Wnt/β-catenin signaling in heart regeneration (Chris Park)

posted Aug 20, 2015, 10:32 PM by Chris Park
     The purpose of the article was to mainly understand the role of Wnt/β-catenin in the repairing of heart tissue after damage. It first gives us a lot of introduction and background information needed about heart tissue regeneration. All organism can regenerate damaged tissue but by each organism it depends on our ability which tissue we can regenerate.          Humans, cannot regenerate heart tissue. And sciencist, including Gunes Ozhan and Gilbert Weidinger were questioning how we can make that possible and be later used in regenerative therapies. Lower vertebrae animals can regenerate heart tissue, like zebrafish and newts. Other animals like neonatal mice lose their ability to do so after seven days. And after careful research scientist see that Wnt/β-catenin plays an important role of helping the regeneration of tissue by channeling Wnt proteins, β-catenin, an effector molecule, fibrosis and many other important proteins. 

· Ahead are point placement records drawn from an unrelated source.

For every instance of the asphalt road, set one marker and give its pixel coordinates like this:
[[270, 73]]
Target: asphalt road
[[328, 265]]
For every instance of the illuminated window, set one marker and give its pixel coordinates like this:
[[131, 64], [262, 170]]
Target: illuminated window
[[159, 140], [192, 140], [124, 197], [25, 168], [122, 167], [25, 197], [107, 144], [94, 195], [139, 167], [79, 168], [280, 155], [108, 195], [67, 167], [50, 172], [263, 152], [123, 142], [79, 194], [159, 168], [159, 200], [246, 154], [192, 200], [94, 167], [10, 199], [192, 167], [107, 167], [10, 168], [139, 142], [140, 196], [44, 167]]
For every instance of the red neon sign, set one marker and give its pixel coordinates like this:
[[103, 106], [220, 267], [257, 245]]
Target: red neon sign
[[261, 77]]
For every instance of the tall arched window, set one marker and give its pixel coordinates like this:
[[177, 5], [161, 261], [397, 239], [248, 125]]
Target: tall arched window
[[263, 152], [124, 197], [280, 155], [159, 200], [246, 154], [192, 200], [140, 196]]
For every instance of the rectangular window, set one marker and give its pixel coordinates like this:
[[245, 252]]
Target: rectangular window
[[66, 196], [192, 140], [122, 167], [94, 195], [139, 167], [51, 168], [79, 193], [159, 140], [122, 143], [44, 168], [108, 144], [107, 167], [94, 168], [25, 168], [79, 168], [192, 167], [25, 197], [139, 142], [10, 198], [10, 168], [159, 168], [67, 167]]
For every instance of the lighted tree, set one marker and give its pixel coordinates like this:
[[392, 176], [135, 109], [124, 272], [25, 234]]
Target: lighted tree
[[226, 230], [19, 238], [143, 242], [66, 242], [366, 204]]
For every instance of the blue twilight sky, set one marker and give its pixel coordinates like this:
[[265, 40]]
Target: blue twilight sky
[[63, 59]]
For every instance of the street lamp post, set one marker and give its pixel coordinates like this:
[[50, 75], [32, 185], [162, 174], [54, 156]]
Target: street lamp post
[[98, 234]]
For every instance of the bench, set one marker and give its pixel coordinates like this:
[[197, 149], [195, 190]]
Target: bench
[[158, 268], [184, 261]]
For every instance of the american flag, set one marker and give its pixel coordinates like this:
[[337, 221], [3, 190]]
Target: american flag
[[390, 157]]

     This research was not about how the Wnt/β-catenin can help for heart regeneration but rather about more in-depth research about Wnt/β-catenin to know more about how it works so other scientist can learn new learned information to help with regeneration. We take a look into animals including zebrafish to see how the Wnt/β-catenin helps in generation heart tissue while we have limited abilities. The zebrafish able to regenerate after removal of apex of the ventricle, mosaic ablation, and cryoinjury-induced necrosis and recover within 30-120 days with no scar. Wnt/β-catenin might be different in a mammal heart, but in conclusion, the Wnt/β-catenin plays a complex and important role in heart tissue regeneration and while lower vertebrae animals have to ability to regenerate, mammals, including humans cannot.


Ozhan, Gunes, and Gilbert Weidinger. "Wnt/β-catenin Signaling in Heart Regeneration." Cell Regeneration. N.p., n.d. Web. 21 Aug. 2015.